Inquiry about machine learning

Hi, so far I have learnt many concepts and programming. However, we have not learn about classification error and also the 4 type of positive/false error. Would this cover in Module 5: Decision tree?

Lastly, I would confirm the steps in building a machine learning in practice.

  1. Obtain data and target column
  2. Identify the numerical & categorical variable using selector
  3. Build preprocessor & column transformer
  4. Build model using pipeline
  5. Split data into training & testing
  6. Use cross validate
  7. Obtain test score and best parameter

However, after step 7 are we going to get the best parameter then input to the algorithms we have used in our model in Step 4 to fit and predict then to get the classification error/regression error?

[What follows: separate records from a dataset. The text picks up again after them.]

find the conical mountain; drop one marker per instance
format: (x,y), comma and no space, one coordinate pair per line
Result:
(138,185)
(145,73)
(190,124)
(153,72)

Any steps that I have miss out or having wrong concept?

An important step which is step 8, is to make an analysis of the best parameters across the outer cross-validation. At this stage, we have several choices:

  • one could, as you mentioned, refit a model with the best parameters if they were stable. However, in this case, you should be aware that the score that you obtain during the previous cross-validation might be not the most accurate estimate of the performance of your model, since you are refitting on the full dataset;
  • use all the best models from the outer cross-validation and make an ensemble of them without any refit. In this case, you expect the model to perform as good as what they were during the cross-validation.

From your 2 suggestions.
Option 1 will have overfitting
Option 2 In making an ensemble model without refit, what is the refit means fit using the X_train and y_train?

Consider overfitting and if not building an ensemble model, which step should I get the prediction error (classification/regression)?

Why? There is no reason for the model to overfit more than with the models tried during cross-validation. However, if you want to evaluate the model, you need to have kept a test set somewhere.

The model was fitted on a train set in the inner cross-validation.

I am not sure what you mean by overfitting here. Basically, to get a prediction error, you need to make a new cross-validation.

Oh, we need to hold out a test set if we use option 1.

Actually after applied cross validate (step 6), then we can use our model to fit and predict then calculate performance metrics (MAE, F1-Score, accuracy and etc). Is calculating test_score important because I do not see this in article regarding ML model building. Just to clarify.